The reinsurance broker’s Impact Forecasting unit cites further billion dollar severe weather outbreaks from March, leading to another heavy toll for the industry to pay.
The broker cites an “extremely active period for severe weather” that struck the U.S. throughout March, with four separate significant outbreaks of severe convective storms (featuring tornadoes, large hail and damaging winds) which caused extensive damage across central and eastern regions.
The most active period of convective weather through March 6th to 10th caused significant damage from tornadoes, large hail and straight-line winds across the Plains, Midwest and Southeast. Impact Forecasting estimates economic losses for this event alone at $1.7 billion, while insurance claims hit $1.2 billion.
The insurance and reinsurance industry is expected to pay a claims cost across the four events of over $2 billion.
With an above average number of severe storm reports in the first-quarter of 2017 the toll is expected to be above $4 billion for the quarter in the U.S. Impact Forecasting had previously reported at least $1 billion of severe weather insured losses in both January and February.
The first week of April has also seen outbreaks of severe weather and tornadoes, continuing this trend and Impact Forecasting expects several hundred million dollars of costs to be added to the economic and insured impacts suffered in the U.S. in 2017.
Additionally, Impact Forecasting gave its first updated on the insurance and reinsurance industry costs from cyclone Debbie, estimated the bill to the industry as at least US $310 million.
The Insurance Council of Australia pegged the loss at AU $413 million from 46,817 early today, which equates to the $310 million. Impact Forecasting said this total will continue to rise further.

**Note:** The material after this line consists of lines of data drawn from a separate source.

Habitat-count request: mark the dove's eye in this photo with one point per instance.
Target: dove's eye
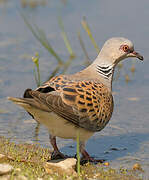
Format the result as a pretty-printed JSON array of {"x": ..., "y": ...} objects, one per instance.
[{"x": 125, "y": 48}]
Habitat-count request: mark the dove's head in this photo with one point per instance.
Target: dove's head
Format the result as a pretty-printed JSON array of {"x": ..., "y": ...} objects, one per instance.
[{"x": 117, "y": 49}]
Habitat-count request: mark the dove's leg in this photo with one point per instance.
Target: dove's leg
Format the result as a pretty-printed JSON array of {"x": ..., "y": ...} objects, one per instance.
[
  {"x": 86, "y": 157},
  {"x": 56, "y": 154}
]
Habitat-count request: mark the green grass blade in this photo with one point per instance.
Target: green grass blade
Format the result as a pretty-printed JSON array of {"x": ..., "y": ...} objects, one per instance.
[
  {"x": 87, "y": 29},
  {"x": 37, "y": 71},
  {"x": 78, "y": 153},
  {"x": 87, "y": 60},
  {"x": 41, "y": 37},
  {"x": 65, "y": 38}
]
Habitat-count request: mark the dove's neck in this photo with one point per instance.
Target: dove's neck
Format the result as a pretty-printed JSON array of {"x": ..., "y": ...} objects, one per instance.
[{"x": 104, "y": 71}]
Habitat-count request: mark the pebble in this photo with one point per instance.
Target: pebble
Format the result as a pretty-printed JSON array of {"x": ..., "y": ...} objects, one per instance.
[
  {"x": 5, "y": 169},
  {"x": 2, "y": 156},
  {"x": 65, "y": 166}
]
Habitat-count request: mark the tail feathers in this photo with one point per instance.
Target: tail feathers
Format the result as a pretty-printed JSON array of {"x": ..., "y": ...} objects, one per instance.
[
  {"x": 29, "y": 103},
  {"x": 21, "y": 101}
]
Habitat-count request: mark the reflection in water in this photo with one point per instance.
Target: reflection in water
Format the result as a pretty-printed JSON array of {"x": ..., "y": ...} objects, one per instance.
[{"x": 106, "y": 19}]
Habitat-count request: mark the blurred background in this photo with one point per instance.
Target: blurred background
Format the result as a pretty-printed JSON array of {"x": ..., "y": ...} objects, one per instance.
[{"x": 42, "y": 38}]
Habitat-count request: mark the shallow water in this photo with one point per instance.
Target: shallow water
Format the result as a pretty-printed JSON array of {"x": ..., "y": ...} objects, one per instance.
[{"x": 128, "y": 130}]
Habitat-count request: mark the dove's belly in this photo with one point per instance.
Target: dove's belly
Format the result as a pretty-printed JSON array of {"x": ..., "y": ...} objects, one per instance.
[{"x": 58, "y": 126}]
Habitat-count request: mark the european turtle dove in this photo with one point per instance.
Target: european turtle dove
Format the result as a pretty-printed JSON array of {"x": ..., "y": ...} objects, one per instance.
[{"x": 80, "y": 102}]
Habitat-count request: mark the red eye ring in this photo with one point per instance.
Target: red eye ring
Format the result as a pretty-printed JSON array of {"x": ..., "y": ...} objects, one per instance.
[{"x": 125, "y": 48}]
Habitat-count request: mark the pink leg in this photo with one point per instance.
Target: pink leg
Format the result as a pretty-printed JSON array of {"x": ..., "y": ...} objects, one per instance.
[
  {"x": 56, "y": 153},
  {"x": 86, "y": 157}
]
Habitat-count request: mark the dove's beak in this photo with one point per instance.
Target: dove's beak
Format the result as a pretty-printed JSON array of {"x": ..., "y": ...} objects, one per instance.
[{"x": 135, "y": 54}]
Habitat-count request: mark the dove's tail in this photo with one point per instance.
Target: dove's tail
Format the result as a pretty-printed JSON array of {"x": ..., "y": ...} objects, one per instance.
[{"x": 21, "y": 101}]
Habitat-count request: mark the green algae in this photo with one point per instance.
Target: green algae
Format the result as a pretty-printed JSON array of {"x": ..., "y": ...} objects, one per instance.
[{"x": 29, "y": 159}]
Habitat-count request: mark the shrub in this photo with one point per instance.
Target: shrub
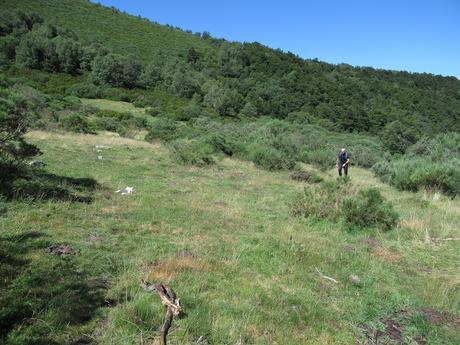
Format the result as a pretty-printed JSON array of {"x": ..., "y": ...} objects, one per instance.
[
  {"x": 106, "y": 124},
  {"x": 368, "y": 209},
  {"x": 397, "y": 136},
  {"x": 153, "y": 111},
  {"x": 322, "y": 200},
  {"x": 220, "y": 144},
  {"x": 14, "y": 119},
  {"x": 194, "y": 152},
  {"x": 162, "y": 129},
  {"x": 75, "y": 123},
  {"x": 323, "y": 158},
  {"x": 116, "y": 70},
  {"x": 430, "y": 163},
  {"x": 85, "y": 90},
  {"x": 419, "y": 173},
  {"x": 269, "y": 158},
  {"x": 306, "y": 176}
]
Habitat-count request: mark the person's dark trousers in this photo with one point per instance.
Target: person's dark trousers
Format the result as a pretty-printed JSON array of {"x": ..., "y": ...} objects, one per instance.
[{"x": 345, "y": 169}]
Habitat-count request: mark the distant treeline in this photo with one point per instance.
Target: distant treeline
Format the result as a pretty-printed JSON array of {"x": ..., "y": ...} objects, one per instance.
[{"x": 251, "y": 80}]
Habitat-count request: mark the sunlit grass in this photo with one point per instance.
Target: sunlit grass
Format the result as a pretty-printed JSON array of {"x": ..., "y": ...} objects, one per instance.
[{"x": 254, "y": 269}]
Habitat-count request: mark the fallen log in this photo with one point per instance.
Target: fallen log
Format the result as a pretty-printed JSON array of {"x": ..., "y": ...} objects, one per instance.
[{"x": 169, "y": 299}]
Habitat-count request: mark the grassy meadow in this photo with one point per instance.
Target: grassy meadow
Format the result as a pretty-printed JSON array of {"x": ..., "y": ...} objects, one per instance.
[{"x": 223, "y": 237}]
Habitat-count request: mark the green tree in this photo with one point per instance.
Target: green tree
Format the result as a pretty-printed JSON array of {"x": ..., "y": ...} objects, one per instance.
[
  {"x": 397, "y": 136},
  {"x": 116, "y": 70}
]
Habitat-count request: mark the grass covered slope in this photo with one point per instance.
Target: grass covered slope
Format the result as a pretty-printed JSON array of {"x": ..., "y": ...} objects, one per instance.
[{"x": 224, "y": 239}]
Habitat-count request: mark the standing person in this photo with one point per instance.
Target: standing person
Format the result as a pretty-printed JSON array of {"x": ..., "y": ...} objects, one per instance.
[{"x": 342, "y": 162}]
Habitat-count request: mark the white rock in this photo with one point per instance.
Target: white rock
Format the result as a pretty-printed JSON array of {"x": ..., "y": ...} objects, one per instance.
[{"x": 125, "y": 191}]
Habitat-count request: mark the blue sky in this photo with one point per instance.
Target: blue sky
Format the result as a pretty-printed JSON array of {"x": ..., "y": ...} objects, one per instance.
[{"x": 416, "y": 36}]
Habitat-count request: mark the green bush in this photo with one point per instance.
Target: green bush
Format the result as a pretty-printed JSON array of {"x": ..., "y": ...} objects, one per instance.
[
  {"x": 106, "y": 124},
  {"x": 163, "y": 128},
  {"x": 369, "y": 209},
  {"x": 430, "y": 163},
  {"x": 322, "y": 200},
  {"x": 306, "y": 176},
  {"x": 85, "y": 90},
  {"x": 418, "y": 173},
  {"x": 194, "y": 152},
  {"x": 76, "y": 123},
  {"x": 269, "y": 158},
  {"x": 220, "y": 144},
  {"x": 323, "y": 158},
  {"x": 153, "y": 111}
]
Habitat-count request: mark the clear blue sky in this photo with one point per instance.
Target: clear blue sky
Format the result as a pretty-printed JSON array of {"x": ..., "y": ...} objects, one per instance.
[{"x": 410, "y": 35}]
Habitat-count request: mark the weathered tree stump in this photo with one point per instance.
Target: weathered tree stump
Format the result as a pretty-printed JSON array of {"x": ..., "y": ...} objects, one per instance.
[{"x": 169, "y": 299}]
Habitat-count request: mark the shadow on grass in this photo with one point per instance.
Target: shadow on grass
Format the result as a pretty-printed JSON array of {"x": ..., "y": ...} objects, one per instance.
[
  {"x": 40, "y": 292},
  {"x": 36, "y": 185}
]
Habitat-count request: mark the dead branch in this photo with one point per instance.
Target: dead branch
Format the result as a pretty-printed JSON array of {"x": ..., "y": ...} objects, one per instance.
[{"x": 169, "y": 299}]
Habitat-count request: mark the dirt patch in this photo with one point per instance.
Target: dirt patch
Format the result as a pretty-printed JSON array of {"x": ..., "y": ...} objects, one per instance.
[
  {"x": 95, "y": 237},
  {"x": 61, "y": 250},
  {"x": 111, "y": 209},
  {"x": 166, "y": 270},
  {"x": 371, "y": 242},
  {"x": 412, "y": 223},
  {"x": 441, "y": 318},
  {"x": 387, "y": 254},
  {"x": 219, "y": 203},
  {"x": 185, "y": 253},
  {"x": 393, "y": 333}
]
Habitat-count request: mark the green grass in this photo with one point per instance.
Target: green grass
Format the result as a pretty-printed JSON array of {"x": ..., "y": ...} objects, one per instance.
[{"x": 254, "y": 272}]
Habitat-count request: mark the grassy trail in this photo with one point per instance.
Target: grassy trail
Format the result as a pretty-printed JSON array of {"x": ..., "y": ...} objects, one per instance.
[{"x": 223, "y": 238}]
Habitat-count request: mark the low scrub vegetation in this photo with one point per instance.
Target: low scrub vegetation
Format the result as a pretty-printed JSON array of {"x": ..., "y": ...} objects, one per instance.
[
  {"x": 429, "y": 164},
  {"x": 341, "y": 200},
  {"x": 368, "y": 208}
]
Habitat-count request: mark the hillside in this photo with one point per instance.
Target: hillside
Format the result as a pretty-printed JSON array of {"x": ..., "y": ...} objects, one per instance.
[
  {"x": 252, "y": 80},
  {"x": 121, "y": 32},
  {"x": 224, "y": 239},
  {"x": 231, "y": 150}
]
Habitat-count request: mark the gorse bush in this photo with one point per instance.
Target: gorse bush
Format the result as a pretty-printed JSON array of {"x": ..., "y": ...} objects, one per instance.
[
  {"x": 162, "y": 129},
  {"x": 339, "y": 199},
  {"x": 76, "y": 123},
  {"x": 322, "y": 200},
  {"x": 368, "y": 209},
  {"x": 269, "y": 158},
  {"x": 430, "y": 163},
  {"x": 194, "y": 152},
  {"x": 306, "y": 176}
]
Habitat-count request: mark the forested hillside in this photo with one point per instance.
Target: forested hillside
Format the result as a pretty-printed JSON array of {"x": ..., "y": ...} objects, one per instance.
[
  {"x": 132, "y": 151},
  {"x": 251, "y": 80}
]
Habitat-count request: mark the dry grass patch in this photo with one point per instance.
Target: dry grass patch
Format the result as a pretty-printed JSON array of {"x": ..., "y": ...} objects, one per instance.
[
  {"x": 167, "y": 270},
  {"x": 388, "y": 255},
  {"x": 88, "y": 139}
]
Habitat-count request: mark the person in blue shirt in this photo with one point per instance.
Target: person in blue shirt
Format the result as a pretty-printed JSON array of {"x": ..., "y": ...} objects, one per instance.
[{"x": 342, "y": 162}]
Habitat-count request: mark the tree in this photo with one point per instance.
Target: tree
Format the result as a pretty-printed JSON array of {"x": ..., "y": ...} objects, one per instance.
[
  {"x": 69, "y": 54},
  {"x": 193, "y": 56},
  {"x": 116, "y": 70},
  {"x": 13, "y": 125},
  {"x": 398, "y": 136},
  {"x": 185, "y": 84},
  {"x": 152, "y": 75},
  {"x": 249, "y": 110},
  {"x": 231, "y": 60}
]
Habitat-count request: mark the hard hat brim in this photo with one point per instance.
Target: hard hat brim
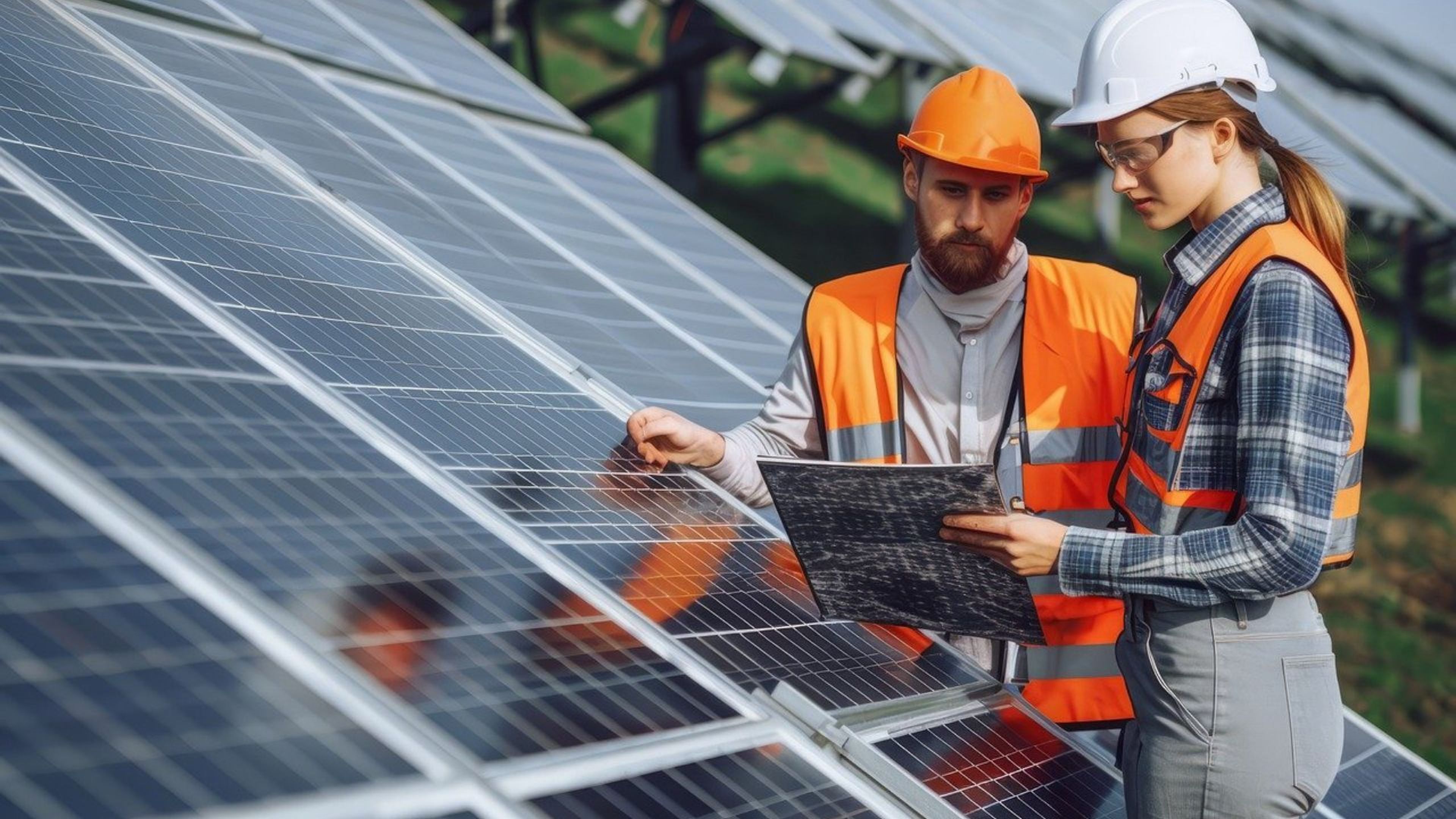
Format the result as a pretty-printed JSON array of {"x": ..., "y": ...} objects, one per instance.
[
  {"x": 1091, "y": 114},
  {"x": 977, "y": 162}
]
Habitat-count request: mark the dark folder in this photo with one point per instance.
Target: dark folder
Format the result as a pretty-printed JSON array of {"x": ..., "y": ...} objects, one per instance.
[{"x": 868, "y": 538}]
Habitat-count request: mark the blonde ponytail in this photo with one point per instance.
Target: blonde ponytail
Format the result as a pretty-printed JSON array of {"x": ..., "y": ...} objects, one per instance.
[{"x": 1310, "y": 200}]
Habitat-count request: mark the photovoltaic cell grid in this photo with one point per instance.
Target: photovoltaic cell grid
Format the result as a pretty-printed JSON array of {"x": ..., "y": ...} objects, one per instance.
[
  {"x": 295, "y": 505},
  {"x": 788, "y": 28},
  {"x": 768, "y": 783},
  {"x": 875, "y": 24},
  {"x": 453, "y": 62},
  {"x": 462, "y": 395},
  {"x": 1378, "y": 780},
  {"x": 1004, "y": 764},
  {"x": 120, "y": 696},
  {"x": 664, "y": 216},
  {"x": 328, "y": 139},
  {"x": 474, "y": 151},
  {"x": 203, "y": 11},
  {"x": 300, "y": 25}
]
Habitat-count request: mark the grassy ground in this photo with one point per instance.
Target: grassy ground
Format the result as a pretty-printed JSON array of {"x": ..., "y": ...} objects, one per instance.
[{"x": 819, "y": 191}]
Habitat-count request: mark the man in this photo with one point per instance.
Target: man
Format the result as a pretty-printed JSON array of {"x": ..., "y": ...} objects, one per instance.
[{"x": 973, "y": 353}]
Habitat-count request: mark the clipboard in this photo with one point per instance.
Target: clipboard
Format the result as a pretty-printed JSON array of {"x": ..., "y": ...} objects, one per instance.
[{"x": 868, "y": 540}]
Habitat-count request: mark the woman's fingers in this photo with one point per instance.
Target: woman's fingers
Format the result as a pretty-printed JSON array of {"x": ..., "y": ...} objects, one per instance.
[{"x": 989, "y": 524}]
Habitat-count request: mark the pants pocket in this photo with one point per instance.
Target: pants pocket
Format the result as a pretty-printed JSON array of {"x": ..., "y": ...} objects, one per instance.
[{"x": 1315, "y": 722}]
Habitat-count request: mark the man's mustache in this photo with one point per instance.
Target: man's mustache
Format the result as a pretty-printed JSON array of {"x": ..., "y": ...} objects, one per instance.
[{"x": 963, "y": 238}]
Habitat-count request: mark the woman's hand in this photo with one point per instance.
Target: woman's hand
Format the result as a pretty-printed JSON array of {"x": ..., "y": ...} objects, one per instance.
[{"x": 1021, "y": 543}]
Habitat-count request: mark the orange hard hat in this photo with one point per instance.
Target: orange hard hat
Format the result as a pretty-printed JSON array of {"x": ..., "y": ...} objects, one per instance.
[{"x": 976, "y": 119}]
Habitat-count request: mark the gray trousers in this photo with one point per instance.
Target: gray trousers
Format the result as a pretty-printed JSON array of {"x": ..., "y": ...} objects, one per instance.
[{"x": 1237, "y": 709}]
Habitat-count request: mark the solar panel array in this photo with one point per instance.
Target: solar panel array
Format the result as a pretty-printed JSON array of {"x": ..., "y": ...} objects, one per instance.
[
  {"x": 314, "y": 394},
  {"x": 319, "y": 326}
]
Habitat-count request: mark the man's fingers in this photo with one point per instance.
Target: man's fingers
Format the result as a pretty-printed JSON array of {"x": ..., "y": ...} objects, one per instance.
[
  {"x": 641, "y": 419},
  {"x": 660, "y": 428}
]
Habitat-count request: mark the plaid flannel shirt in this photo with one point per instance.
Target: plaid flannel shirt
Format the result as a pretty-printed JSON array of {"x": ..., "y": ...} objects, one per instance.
[{"x": 1269, "y": 423}]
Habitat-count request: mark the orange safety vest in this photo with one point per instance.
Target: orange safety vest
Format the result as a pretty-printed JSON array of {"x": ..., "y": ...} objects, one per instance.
[
  {"x": 1075, "y": 337},
  {"x": 1148, "y": 489}
]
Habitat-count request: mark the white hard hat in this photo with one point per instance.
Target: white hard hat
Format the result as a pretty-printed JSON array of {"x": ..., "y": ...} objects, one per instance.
[{"x": 1144, "y": 50}]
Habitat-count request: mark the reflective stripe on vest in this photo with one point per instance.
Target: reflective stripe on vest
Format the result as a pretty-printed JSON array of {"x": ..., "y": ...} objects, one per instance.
[
  {"x": 1149, "y": 487},
  {"x": 1057, "y": 458}
]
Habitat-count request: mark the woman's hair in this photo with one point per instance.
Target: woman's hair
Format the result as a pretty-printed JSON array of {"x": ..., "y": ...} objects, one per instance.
[{"x": 1311, "y": 203}]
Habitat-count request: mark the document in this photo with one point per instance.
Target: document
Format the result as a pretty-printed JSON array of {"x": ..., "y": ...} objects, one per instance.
[{"x": 868, "y": 540}]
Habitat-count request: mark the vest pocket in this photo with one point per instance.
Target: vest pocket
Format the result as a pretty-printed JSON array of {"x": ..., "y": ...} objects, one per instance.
[
  {"x": 1315, "y": 722},
  {"x": 1168, "y": 384}
]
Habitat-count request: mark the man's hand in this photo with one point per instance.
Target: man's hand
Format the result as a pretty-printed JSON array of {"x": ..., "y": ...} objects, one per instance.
[
  {"x": 666, "y": 438},
  {"x": 1021, "y": 543}
]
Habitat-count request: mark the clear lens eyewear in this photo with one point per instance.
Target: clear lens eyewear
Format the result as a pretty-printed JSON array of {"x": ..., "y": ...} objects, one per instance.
[{"x": 1138, "y": 154}]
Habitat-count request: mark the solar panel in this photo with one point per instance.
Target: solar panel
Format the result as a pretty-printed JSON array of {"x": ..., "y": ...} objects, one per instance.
[
  {"x": 787, "y": 28},
  {"x": 1001, "y": 763},
  {"x": 1356, "y": 59},
  {"x": 311, "y": 126},
  {"x": 1416, "y": 159},
  {"x": 500, "y": 655},
  {"x": 419, "y": 601},
  {"x": 472, "y": 151},
  {"x": 1346, "y": 173},
  {"x": 654, "y": 209},
  {"x": 1381, "y": 779},
  {"x": 1416, "y": 27},
  {"x": 453, "y": 62},
  {"x": 1026, "y": 50},
  {"x": 306, "y": 28},
  {"x": 124, "y": 697},
  {"x": 769, "y": 783},
  {"x": 875, "y": 24},
  {"x": 471, "y": 401},
  {"x": 200, "y": 11}
]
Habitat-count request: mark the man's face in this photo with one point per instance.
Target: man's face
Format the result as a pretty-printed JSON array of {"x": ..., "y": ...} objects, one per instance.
[{"x": 965, "y": 221}]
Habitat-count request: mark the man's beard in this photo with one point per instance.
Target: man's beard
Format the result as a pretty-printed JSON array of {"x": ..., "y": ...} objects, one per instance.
[{"x": 960, "y": 267}]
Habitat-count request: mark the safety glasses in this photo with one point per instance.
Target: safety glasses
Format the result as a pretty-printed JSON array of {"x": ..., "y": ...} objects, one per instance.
[{"x": 1138, "y": 154}]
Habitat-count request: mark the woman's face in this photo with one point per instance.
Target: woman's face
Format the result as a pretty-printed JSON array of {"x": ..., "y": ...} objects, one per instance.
[{"x": 1177, "y": 183}]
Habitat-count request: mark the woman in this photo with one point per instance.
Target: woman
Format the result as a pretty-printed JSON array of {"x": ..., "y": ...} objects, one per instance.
[{"x": 1246, "y": 419}]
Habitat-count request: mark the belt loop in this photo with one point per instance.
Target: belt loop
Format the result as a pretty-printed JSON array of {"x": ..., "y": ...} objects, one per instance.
[{"x": 1243, "y": 614}]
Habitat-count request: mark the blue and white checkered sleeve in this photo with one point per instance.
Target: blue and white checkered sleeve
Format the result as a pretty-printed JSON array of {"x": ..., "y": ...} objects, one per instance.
[{"x": 1292, "y": 432}]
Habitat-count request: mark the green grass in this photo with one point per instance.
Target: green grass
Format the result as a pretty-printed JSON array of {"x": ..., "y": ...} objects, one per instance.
[{"x": 820, "y": 191}]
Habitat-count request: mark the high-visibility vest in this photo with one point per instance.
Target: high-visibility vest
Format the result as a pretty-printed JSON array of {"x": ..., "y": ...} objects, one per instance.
[
  {"x": 1056, "y": 461},
  {"x": 1148, "y": 489}
]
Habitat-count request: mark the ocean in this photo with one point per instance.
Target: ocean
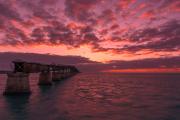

Steve Bowen, Impact Forecasting director and meteorologist, commented on catastrophe and weather loss events in March 2017; “There was no shortage of significant natural disasters in March, and while re/insurers’ focus was largely on the events in the United States and Australia, there were other major occurrences in emerging areas for the industry. For instance, a phenomenon deemed a ‘coastal El Niño’ was blamed on catastrophic flooding in both Peru and Colombia, highlighting that there remain areas around the world where insurance can play a critical role in helping people in the aftermath of a disaster.”